誰の特別にもなれない
「史、あんたはちゃんといい男選びなさいね」
「えー、いい男なんていませんよ」
「まぁ確かにあんたみたいな非モテちゃん誰も相手にしてくれないね」
「お母さん実の娘になんてこと言うの?」
「お母さんはモテたのにかわいそう」
「祐太、冷蔵庫のお母さんのプリン食べていいよ」
「ごめん史お母さんが悪かった」
「ぷりんー!」
やったぜ! って走る祐太がお母さんにプロレス技をかけられてこれ! これホテルでやってたんだ!? ってバタバタする様は非常に滑稽だったけど、ガッチリホールド決めたガタイのいい母が私を見てほんとよ、って念を押すのは、なんとも心苦しかった。
「ほんとよ史、あんたはいい男選びなさい」
「がんばるー」
「がんばれー」
がんばる、がんばる、がんばったよ、お母さん。でもね。でも、人の心が離れちゃうのなんて簡単で、そんで知らないうちに抜け出した空白で何事もなかったみたいに手を出しては、けろっとした顔で戻ってくるんだよ。
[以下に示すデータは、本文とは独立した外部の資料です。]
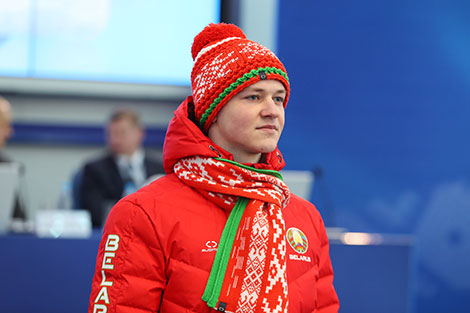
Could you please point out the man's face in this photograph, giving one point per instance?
(251, 122)
(5, 124)
(124, 137)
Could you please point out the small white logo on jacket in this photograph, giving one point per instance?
(211, 246)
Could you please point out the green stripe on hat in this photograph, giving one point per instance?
(234, 85)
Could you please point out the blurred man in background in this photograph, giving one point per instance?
(6, 131)
(122, 170)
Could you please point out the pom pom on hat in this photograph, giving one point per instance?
(225, 63)
(214, 32)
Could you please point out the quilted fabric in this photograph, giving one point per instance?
(159, 243)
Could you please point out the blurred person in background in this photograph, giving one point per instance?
(221, 231)
(6, 130)
(123, 168)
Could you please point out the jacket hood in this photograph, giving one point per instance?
(184, 139)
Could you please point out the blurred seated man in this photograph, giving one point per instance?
(121, 170)
(5, 133)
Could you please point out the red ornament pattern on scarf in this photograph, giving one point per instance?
(255, 278)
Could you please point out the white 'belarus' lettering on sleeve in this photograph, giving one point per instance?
(112, 245)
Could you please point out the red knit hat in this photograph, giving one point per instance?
(225, 63)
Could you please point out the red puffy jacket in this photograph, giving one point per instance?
(159, 243)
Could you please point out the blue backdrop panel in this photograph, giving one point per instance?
(381, 105)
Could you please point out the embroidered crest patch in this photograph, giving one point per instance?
(297, 240)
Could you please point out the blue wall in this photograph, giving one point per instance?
(381, 105)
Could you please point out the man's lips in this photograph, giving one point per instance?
(268, 127)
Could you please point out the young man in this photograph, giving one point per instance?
(221, 230)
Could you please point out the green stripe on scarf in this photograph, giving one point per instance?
(222, 256)
(257, 170)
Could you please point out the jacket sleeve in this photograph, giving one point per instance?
(130, 266)
(327, 300)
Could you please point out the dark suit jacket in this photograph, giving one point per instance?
(101, 185)
(18, 210)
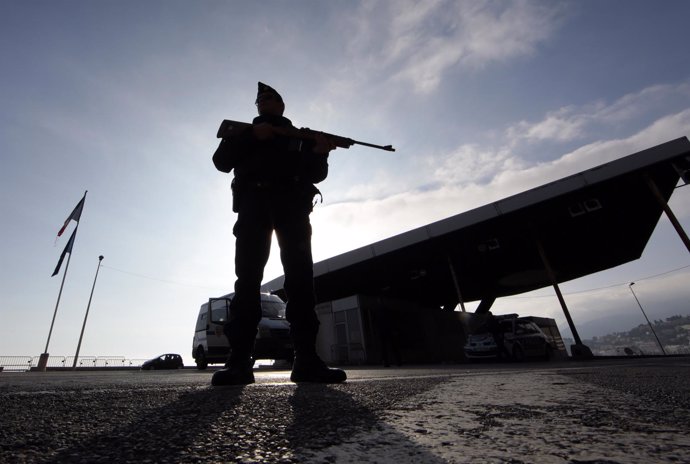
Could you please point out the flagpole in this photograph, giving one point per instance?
(43, 360)
(75, 215)
(76, 356)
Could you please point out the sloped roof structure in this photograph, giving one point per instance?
(588, 222)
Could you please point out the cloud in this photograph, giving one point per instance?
(420, 42)
(578, 122)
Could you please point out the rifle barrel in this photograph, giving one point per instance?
(380, 147)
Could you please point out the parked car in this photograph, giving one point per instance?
(508, 337)
(164, 361)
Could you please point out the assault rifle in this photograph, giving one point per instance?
(228, 128)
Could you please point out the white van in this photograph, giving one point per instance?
(211, 346)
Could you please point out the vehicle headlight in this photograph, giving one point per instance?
(264, 332)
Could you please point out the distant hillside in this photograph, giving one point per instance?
(673, 333)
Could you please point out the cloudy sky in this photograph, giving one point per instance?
(481, 100)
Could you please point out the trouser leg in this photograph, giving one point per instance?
(294, 238)
(252, 248)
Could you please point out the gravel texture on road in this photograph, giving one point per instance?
(627, 412)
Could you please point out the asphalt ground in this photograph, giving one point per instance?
(633, 410)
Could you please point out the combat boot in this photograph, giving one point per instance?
(313, 369)
(234, 373)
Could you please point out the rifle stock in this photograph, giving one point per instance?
(229, 128)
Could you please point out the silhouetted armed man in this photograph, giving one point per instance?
(273, 190)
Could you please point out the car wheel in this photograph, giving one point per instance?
(200, 359)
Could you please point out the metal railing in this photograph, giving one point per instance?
(25, 363)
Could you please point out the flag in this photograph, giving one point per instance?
(68, 248)
(76, 214)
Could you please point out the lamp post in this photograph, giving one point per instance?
(645, 316)
(76, 356)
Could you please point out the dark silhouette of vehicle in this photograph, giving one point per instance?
(164, 361)
(509, 337)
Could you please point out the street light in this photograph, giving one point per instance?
(645, 316)
(76, 356)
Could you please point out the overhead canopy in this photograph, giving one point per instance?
(587, 222)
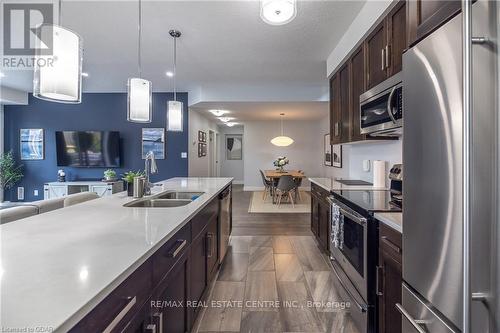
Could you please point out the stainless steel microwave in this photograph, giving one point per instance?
(381, 108)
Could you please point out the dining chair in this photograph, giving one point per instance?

颯くんがそんな人だって思わなかったから私はちょっと怖かったし、ちょっとって言うかだいぶ怖かった。人間信じられなくなって、ね、ね、浮気なんて。
そこに真実も救いもないのにね。
◇
「史」
耳元で名前を呼ばれて、そこでびくっと飛び上がる。
瞬時に振り向いたらおはようって軽く言われて、おは! って叫んだら「ずっと呼んでんのに」と叱られた。登校、は、一緒にする。彼氏の颯くんは、遅刻兼寝坊魔の私の不摂生を正すため、必ず決まって8:10に住宅地を抜けた電信柱で私に朝電をくれるのだ。
「ごめん眠たくて」
「また夜更かしした? 昨日何時に寝たんだよ」
「えっとね、4時」
「それさっきだな」
「颯くんは?」
「俺は22時」
「…うちの弟もそれより一時間遅くまで起きてるよ」
「8時間寝ないと身体動かないんだよなー」
へー、それって、瑠璃さんとあれこれするための活力かい? それってそれって、私以外の誰かに向ける体力かい。そんなやさぐれた言葉たちを笑いながら心の中で呟くのが、いっそ全部知られればいい。知って、驚いて、それで私が「え、どうしたの颯くん」って笑うのを、青ざめて気に病めばいいのにさ。
青年漫画みたいなそんな展開やってこず、あくびして実物は隣で伸びをしたりする。